An independent Tasmanian MLC will push for a parliamentary inquiry into the state-owned company responsible for the administration of the racing industry, after the second important race meeting in six weeks had to be called off in Hobart on Sunday.
Ivan Dean, the member for Windermere in the upper house, said he would be "very surprised" if he couldn't get the requisite support from the committee he chairs to establish an inquiry into Tasracing.
"[MLCs] asked a number of questions [of Tasracing] during the [government business enterprise hearings] ... on the state of the tracks and so on," Mr Dean said. "And we were being assured that the [Elwick] track was in good condition, it was standing up well, it was reacting to the works that they'd done on it and so on and there were no real issues and problems with it."

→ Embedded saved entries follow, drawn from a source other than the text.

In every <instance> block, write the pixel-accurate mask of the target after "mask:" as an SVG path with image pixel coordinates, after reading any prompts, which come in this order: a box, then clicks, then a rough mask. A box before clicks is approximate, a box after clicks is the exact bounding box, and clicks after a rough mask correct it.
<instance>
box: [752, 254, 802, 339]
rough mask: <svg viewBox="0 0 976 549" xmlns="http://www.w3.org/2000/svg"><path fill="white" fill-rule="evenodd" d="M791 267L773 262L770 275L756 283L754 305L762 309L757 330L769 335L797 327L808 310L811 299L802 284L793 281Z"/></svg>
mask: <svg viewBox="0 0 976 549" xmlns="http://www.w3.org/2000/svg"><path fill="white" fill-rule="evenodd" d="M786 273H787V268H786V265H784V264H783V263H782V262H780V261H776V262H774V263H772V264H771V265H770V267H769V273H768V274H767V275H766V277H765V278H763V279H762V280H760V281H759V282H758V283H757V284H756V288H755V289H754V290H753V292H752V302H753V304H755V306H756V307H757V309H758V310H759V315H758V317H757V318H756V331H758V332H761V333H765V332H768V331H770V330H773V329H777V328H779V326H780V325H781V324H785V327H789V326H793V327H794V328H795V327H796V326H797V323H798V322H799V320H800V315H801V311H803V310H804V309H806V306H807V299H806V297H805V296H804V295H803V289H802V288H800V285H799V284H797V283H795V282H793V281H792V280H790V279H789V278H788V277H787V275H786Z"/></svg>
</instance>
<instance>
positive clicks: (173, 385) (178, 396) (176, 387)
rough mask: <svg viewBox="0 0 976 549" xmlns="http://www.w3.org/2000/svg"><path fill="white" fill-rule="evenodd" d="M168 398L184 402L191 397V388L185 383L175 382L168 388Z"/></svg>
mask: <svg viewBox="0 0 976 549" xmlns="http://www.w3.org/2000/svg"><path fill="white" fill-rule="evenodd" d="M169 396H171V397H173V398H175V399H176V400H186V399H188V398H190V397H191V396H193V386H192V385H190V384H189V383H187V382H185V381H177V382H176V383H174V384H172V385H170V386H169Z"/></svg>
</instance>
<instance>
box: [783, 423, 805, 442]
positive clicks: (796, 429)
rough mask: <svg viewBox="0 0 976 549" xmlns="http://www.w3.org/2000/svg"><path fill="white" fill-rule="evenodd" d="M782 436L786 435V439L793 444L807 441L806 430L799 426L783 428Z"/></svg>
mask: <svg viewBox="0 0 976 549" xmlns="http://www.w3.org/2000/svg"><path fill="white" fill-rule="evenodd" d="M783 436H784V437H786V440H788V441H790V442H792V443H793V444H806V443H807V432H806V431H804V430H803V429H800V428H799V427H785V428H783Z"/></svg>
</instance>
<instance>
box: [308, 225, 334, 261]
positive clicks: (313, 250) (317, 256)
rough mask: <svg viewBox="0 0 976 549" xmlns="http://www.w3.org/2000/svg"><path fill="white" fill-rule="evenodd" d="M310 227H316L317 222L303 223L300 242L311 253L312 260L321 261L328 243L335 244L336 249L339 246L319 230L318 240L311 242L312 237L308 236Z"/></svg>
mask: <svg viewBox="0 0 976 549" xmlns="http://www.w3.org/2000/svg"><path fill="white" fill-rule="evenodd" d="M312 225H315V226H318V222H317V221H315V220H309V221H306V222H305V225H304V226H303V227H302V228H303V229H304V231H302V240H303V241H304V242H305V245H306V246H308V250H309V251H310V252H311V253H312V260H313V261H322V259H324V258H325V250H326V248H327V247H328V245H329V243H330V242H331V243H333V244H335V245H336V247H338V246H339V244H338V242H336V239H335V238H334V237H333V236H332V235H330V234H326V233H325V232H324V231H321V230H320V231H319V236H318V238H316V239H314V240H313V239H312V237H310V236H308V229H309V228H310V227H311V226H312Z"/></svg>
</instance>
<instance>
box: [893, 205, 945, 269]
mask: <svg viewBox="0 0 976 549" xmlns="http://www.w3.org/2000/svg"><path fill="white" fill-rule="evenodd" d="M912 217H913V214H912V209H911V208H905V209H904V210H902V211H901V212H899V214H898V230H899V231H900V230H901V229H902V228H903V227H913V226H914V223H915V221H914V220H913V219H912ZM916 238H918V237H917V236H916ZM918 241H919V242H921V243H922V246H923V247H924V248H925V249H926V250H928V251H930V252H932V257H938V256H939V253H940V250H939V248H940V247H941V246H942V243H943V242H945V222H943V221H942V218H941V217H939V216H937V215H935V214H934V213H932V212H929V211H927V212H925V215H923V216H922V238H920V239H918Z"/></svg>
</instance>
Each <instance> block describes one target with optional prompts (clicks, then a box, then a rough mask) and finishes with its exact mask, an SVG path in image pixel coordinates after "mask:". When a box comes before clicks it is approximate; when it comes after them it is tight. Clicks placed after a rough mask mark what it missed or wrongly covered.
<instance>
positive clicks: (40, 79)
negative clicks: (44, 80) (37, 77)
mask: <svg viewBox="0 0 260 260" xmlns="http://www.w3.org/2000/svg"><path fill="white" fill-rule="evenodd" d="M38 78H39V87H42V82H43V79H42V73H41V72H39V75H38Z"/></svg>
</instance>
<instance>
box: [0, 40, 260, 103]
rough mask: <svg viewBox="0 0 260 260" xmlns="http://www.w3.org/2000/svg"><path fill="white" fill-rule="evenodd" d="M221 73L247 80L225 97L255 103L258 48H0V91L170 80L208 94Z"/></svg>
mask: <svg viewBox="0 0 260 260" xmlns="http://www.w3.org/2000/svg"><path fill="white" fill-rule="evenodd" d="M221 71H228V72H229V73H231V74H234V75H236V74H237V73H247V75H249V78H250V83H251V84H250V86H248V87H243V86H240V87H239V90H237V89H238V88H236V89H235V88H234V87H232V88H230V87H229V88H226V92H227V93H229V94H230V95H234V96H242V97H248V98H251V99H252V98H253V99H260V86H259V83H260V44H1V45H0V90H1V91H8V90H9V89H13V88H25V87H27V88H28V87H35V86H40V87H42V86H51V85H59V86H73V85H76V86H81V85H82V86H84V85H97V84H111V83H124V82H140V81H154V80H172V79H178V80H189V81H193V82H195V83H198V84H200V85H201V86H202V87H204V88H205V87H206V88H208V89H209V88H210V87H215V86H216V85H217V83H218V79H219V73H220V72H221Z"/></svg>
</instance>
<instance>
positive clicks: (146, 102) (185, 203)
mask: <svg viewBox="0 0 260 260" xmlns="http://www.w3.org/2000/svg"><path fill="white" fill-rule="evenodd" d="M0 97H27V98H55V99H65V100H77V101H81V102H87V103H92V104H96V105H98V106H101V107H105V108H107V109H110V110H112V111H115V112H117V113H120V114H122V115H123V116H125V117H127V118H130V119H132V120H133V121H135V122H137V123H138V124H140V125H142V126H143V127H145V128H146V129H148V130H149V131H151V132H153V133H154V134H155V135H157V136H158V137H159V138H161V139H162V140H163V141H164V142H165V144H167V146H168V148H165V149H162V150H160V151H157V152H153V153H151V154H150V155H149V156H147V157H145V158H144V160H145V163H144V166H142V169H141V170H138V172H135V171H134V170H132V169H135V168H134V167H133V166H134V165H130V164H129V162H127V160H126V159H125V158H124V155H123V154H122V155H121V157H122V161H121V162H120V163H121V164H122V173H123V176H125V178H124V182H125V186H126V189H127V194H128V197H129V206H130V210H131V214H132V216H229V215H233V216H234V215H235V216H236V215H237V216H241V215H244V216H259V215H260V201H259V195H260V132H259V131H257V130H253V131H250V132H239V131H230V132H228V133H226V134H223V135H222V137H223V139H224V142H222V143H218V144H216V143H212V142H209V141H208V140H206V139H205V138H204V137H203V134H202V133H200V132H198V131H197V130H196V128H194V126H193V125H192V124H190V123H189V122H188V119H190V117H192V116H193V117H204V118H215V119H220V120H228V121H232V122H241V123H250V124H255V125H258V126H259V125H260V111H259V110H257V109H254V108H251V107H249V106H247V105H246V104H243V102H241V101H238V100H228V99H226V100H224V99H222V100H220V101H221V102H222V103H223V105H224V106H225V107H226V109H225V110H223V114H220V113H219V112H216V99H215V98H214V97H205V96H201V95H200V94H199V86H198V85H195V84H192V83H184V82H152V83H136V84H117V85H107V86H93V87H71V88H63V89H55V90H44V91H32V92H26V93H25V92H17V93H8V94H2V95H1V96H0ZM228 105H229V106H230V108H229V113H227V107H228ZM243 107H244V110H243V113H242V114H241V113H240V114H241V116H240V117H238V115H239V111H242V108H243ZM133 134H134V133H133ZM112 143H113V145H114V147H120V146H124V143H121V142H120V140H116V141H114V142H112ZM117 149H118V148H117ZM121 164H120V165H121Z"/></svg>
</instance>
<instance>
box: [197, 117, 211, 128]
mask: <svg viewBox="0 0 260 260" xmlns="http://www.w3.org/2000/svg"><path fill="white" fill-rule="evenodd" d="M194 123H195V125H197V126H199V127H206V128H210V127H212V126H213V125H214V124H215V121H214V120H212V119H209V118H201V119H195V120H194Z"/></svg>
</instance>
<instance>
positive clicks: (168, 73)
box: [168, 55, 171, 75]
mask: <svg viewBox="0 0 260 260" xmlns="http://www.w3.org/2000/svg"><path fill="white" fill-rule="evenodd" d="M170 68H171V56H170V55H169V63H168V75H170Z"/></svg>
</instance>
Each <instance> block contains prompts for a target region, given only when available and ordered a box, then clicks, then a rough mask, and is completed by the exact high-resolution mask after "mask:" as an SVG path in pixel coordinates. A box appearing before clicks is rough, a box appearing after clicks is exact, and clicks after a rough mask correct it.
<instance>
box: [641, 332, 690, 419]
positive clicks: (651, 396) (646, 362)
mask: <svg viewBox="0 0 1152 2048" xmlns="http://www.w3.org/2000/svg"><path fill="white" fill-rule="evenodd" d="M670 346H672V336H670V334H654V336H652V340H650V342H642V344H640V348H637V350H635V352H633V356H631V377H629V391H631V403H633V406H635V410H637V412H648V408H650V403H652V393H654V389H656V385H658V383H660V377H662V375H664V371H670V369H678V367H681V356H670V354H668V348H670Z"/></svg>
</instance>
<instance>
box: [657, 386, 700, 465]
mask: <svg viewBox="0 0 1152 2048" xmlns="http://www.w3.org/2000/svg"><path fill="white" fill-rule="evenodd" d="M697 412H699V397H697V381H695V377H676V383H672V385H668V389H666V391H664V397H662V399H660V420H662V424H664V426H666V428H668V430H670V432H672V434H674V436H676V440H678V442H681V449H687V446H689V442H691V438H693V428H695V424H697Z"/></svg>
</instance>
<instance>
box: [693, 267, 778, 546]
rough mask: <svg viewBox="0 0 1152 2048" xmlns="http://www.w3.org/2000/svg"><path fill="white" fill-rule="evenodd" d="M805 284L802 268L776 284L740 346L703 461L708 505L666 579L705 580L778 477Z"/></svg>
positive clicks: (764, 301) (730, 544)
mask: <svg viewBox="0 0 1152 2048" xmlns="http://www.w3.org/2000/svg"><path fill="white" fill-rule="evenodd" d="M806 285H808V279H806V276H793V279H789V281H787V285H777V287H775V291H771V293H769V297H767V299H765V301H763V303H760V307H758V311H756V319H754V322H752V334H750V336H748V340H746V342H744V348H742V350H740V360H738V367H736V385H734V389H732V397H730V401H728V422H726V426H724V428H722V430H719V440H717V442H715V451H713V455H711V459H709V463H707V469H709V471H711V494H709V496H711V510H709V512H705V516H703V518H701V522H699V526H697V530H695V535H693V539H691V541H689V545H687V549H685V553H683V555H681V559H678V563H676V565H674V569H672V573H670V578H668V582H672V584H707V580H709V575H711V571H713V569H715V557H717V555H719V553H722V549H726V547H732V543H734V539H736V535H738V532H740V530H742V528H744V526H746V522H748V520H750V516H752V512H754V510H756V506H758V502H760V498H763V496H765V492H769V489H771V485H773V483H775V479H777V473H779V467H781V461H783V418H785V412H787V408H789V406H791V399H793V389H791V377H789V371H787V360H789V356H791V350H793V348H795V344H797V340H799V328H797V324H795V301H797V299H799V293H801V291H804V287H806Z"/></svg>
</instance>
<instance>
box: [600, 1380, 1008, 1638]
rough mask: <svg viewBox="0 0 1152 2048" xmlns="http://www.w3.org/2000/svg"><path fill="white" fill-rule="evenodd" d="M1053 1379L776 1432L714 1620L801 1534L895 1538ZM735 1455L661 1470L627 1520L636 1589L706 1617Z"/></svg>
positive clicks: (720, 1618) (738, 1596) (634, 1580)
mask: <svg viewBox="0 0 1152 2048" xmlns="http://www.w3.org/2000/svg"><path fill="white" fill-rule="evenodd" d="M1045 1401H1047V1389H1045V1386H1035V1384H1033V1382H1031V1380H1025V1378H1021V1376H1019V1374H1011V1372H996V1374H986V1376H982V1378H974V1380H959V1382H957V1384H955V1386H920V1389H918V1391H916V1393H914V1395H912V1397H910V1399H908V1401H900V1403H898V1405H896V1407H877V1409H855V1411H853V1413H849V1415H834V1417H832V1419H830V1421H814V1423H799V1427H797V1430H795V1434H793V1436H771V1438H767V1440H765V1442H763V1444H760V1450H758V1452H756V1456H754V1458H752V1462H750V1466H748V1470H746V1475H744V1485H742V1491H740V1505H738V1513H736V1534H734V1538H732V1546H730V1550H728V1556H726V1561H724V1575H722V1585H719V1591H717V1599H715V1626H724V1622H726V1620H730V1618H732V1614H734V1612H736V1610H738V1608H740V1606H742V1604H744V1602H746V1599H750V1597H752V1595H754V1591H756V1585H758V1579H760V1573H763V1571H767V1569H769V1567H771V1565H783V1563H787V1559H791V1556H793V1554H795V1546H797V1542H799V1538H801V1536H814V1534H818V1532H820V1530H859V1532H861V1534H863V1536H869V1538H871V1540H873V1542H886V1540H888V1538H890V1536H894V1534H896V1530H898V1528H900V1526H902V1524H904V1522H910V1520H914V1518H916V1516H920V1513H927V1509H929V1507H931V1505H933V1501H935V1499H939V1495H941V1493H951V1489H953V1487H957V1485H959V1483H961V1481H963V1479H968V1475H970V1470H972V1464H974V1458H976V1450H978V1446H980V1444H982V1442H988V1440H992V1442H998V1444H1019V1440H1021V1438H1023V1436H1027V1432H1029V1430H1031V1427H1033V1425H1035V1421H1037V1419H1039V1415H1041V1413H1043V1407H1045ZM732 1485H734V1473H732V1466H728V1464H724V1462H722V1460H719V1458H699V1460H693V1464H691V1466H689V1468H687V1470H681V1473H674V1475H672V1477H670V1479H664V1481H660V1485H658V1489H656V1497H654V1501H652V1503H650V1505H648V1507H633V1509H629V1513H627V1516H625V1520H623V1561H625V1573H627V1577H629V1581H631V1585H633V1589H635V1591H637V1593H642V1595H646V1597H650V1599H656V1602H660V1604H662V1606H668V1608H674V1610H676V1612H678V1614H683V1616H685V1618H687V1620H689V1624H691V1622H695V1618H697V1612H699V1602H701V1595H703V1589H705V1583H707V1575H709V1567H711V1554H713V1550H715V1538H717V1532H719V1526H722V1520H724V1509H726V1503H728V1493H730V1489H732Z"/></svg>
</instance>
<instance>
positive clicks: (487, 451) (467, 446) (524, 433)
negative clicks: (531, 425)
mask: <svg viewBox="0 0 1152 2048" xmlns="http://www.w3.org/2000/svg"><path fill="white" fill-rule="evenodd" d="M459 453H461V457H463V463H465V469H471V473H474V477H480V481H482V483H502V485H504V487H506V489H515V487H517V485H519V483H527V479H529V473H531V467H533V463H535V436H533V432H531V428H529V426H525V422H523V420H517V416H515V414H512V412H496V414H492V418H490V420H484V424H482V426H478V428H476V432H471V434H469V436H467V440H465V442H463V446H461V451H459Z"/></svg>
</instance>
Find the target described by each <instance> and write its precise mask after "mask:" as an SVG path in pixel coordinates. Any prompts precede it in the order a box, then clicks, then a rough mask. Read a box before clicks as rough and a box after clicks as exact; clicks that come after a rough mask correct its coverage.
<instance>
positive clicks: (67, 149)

"To see this happen, so shortly thereafter, makes you wonder what the hell's going on."
Mr Dean said he intended to convene a meeting of the Legislative Council's six-member Sessional Committee Government Administration B to discuss the option of standing up an inquiry into Tasracing.
"The committee members are well and truly aware of a lot of the issues that are occurring in Tasracing at the present time, I can assure you of that," he said.
According to the independent MLC, the terms of reference for the prospective inquiry would likely cover off on Tasracing's financial position and the maintenance of tracks.
The postponement of the Elwick race meeting comes little more than a month after the 3YO Cup meeting at Mowbray had to be called off because holes were found in the track.
Tasracing chief executive Paul Eriksson said on Sunday that the Elwick postponement was disappointing and that participants would be compensated.
"The track had undergone work during December and while the majority of the track is in good condition, some specific areas did not recover to an appropriate level," he said in a statement. "Tasracing, in conjunction with our track partner Strathayr, will be undertaking an investigation into how the damage occurred and why the track did not recover to the level it should."